Tuesday, May 01, 2007

90% Half Mental

Here is something to get librarians very excited as it shows the power of classification. If you classify cleaning as exercise, instead of drudgery, then it not only has an effect on the mind it also has physical implications and can cause o weight loss.

This is rather startling as I have always been a believer in the rather austere school of weight management, i.e. it is purely a matter of calories consumed against calories expended, with an underlying assumption that there is a fairly standard tariff for energy burning i.e. if you did a certain activity you would expend set amount of calories. But this does not seem to be totally the case.

Perhaps I should not been surprised because the power of the placebo effect is well known. This is a variation without pills or pseudo interventions where you do yourself good by thinking that you are doing yourself good.

I think it is important that it is not a conscious cause and effect but rather it is the subconscious effect of real belief that you are doing exercise.
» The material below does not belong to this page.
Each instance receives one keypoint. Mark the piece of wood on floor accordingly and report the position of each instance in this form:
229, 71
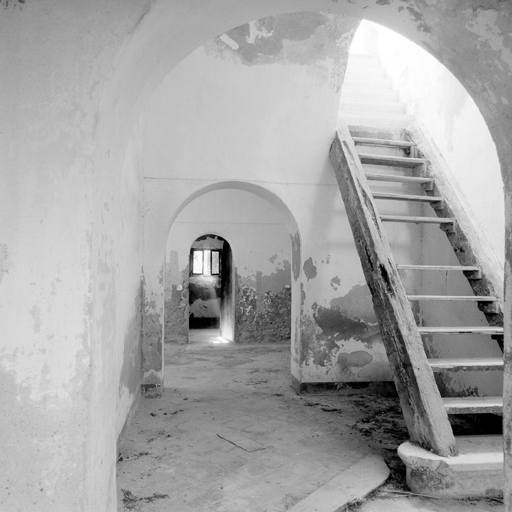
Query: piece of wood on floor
242, 442
355, 483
If you directly tried to think yourself thin I don't think it would work because there would always be a part of your brain that knew it was a bit artificial - and this would ruin the effect. However if you can see what you do in a new light everything changes

It is the same with running. I don't think I can just tell myself I am a better at running and then expect to see an improvement. However I do believe that if I followed a coach or training schedule I had faith in, then that placebo variant would kick-in. There would be the physiological effect of doing the exercise but it would be amplified by the belief I was doing the right thing.
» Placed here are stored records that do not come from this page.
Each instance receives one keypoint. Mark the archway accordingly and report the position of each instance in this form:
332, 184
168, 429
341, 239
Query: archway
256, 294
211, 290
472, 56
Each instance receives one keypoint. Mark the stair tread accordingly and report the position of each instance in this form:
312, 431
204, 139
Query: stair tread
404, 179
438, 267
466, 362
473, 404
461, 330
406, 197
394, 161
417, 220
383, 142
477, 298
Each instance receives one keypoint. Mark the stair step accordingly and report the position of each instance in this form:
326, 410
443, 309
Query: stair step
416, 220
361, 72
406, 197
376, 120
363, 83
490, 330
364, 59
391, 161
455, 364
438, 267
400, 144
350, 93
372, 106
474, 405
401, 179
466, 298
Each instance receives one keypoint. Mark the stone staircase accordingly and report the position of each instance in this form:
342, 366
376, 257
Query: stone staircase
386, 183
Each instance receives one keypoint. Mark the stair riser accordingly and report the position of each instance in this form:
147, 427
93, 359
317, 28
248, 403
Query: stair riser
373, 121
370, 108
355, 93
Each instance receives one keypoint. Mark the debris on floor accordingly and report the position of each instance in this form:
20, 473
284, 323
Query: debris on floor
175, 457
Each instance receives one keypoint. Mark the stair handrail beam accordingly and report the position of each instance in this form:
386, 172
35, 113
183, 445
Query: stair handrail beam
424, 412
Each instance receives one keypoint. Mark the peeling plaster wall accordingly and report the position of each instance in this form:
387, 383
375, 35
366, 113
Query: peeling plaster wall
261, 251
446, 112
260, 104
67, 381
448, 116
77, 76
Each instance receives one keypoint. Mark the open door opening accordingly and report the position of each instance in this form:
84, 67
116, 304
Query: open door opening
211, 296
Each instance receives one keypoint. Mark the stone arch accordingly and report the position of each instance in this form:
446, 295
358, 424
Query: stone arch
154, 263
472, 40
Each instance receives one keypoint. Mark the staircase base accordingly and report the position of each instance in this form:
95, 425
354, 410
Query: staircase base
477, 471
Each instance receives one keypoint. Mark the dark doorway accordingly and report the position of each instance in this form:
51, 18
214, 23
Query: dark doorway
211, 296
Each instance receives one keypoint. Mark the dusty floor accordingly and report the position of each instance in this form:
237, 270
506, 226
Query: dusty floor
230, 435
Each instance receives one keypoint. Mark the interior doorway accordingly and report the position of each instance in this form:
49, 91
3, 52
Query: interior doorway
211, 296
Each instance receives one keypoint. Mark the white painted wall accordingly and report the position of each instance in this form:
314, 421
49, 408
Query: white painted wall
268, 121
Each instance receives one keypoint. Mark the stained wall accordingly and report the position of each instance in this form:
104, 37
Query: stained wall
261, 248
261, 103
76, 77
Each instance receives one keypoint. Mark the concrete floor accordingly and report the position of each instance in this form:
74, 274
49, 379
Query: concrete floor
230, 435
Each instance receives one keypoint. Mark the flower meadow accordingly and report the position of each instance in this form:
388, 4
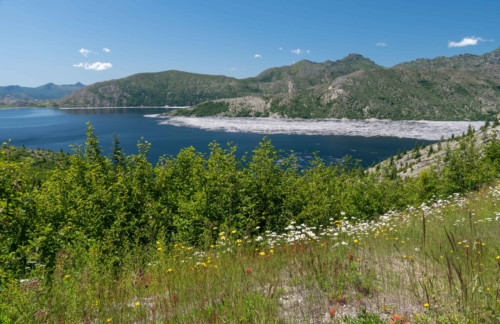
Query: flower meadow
212, 239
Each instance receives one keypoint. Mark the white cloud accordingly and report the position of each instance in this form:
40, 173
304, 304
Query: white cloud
84, 52
467, 41
426, 130
97, 66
I almost believe that any method works - as long as it provides a structure and an explanation so that there is also a rational explanation for what is happening. Almost from the beginning of time there have been arguments about training regimes, especially between those who believe in lots of mile and those who emphasise speed and intensity. There has never been any resolution because different approaches have been successful for different athletes. It will probably always be so because the most important thing is that the athlete believes that their training regime is right for them. In other words, if the mind is right the body will follow.


I always liked the famous Yogi Berra quote that "baseball is 90% mental, the other half is physical". My variant for running is that it is 90% half mental.